Orde van de Leeuw van Zähringen

Uit Wikipedia, de vrije encyclopedie
Ster en juweel van de Orde van de Zähringer Löwe.

De Orde van de Leeuw van Zähringen (Duits: Orden vom Zähringer Löwen) werd gesticht door Groothertog Karel van Baden op 26 december 1812. De Orde bestaat nog steeds en is de Huisorde van het Huis Zähringen. Het lint is groen met twee gouden strepen langs de rand.

De Orde heeft vijf graden en is ingesteld om aan de afstamming van de Groothertogen van de Hertogen van Zähringen te herinneren. De kruisen werden voor bijzondere verdienste van gouden eikenloof en voor bijzondere verdienste in oorlogstijd van gouden zwaarden voorzien. De ridders van de Huisorde van de Trouw droegen de hoogste klasse, de Orde van Berthold de Eerste van Zähringen genoemd, om de hals.

De graden en versierselen van de Orde[bewerken | brontekst bewerken]

Het lint van de Orde.

Het lint van deze Orde is groen met twee gouden strepen langs de rand.

Van 1877 tot aan de herziening van de statuten in 1896 was de Orde van Berthold de Eerste van Zähringen officieel de hoogste graad van de Orde van de Leeuw van Zähringen. Vanaf 1896 werd dit een aparte Ridderorde.

Grootkruis[bewerken | brontekst bewerken]

Het Grootkruis werd tot 1918 ongeveer 65 maal verleend. 41 maal werd de onderscheiding tijdens de Eerste Wereldoorlog toegekend. De Grootkruisen droegen een kruis van de Orde aan een groen lint met zilveren strepen over de rechterschouder en een ster van de Orde.

Op de ster is een medaillon aangebracht met een gouden leeuw op een rode achtergrond. Op de witte ring daaromheen staat in gouden letters "FÜR EHRE UND WAHRHEIT" (Duits: "Voor eer en waarheid").

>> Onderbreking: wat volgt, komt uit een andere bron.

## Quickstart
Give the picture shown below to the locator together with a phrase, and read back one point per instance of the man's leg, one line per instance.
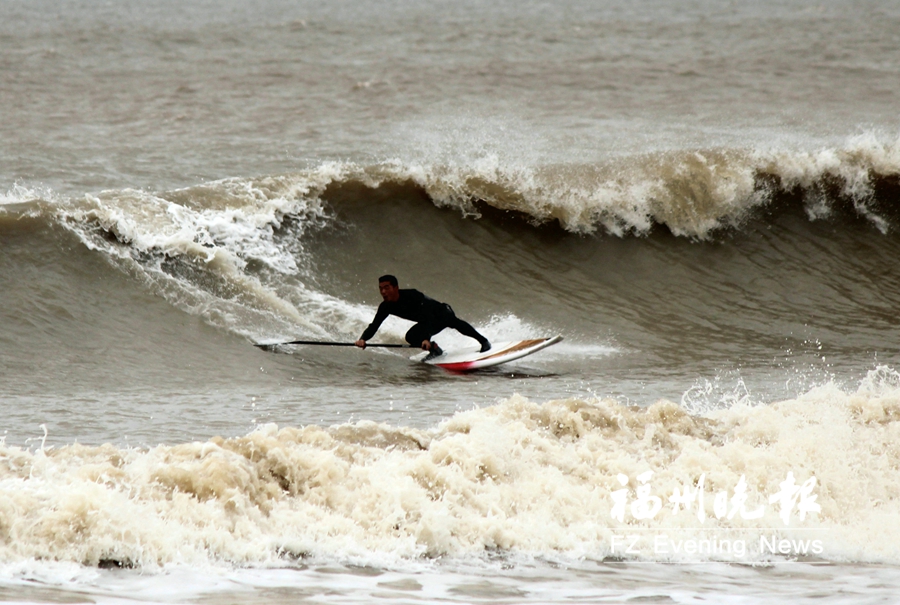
(421, 333)
(466, 329)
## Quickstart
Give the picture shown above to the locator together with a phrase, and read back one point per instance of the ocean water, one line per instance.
(702, 197)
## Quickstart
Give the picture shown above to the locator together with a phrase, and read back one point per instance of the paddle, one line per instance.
(326, 343)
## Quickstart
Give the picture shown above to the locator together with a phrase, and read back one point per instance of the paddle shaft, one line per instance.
(328, 343)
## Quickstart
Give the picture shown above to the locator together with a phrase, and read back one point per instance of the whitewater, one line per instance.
(701, 198)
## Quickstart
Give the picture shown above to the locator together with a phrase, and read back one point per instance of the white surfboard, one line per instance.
(465, 360)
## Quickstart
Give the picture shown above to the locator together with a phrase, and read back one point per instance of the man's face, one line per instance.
(389, 292)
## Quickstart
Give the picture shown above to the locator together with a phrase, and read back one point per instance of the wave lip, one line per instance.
(539, 479)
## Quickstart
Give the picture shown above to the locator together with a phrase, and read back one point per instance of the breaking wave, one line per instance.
(518, 477)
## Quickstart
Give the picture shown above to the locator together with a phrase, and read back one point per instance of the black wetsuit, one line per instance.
(432, 317)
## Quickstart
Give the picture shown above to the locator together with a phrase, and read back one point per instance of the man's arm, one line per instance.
(369, 332)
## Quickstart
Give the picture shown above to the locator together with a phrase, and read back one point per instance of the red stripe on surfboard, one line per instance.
(461, 366)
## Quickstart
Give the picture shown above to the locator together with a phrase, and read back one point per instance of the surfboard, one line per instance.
(468, 359)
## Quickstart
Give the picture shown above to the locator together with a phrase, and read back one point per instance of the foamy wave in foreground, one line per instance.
(519, 477)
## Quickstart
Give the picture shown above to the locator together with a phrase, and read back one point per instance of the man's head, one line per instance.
(389, 288)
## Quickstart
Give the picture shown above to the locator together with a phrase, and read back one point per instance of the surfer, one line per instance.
(431, 317)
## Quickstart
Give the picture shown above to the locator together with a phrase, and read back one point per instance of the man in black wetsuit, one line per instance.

Zevenmaal werd een grootkruis in de Orde van de Leeuw van Zähringen met briljanten toegekend. De

  • 1815 Reinhard Freiherr v. Berstett
  • 1856 Graaf von Keller, Koninklijk Pruisisch Opperhofmaarschalk en Huismaarschalk
  • 1856 Graaf von Pückler, Koninklijk Pruisisch Hofmaarschalk[1]
  • 1857 Graaf von Severine, Keizerlijk Russisch gezant in Karlsruhe
  • 1861 De heer Williamoff, Keizerlijk Russisch generaal à la Suite
  • 1863 Graaf Stroganoff, Keizerlijk Russisch Opperstalmeester
  • 1889 Baron von Cohn, bankier

In het jaar 1875 werd een gouden keten, met kleinood en ster, de beide laatsten "met de zwaarden" en met briljanten versierd, aan generaal von Werder verleend.

Commandeur der Eerste Klasse (sinds 1877)[bewerken | brontekst bewerken]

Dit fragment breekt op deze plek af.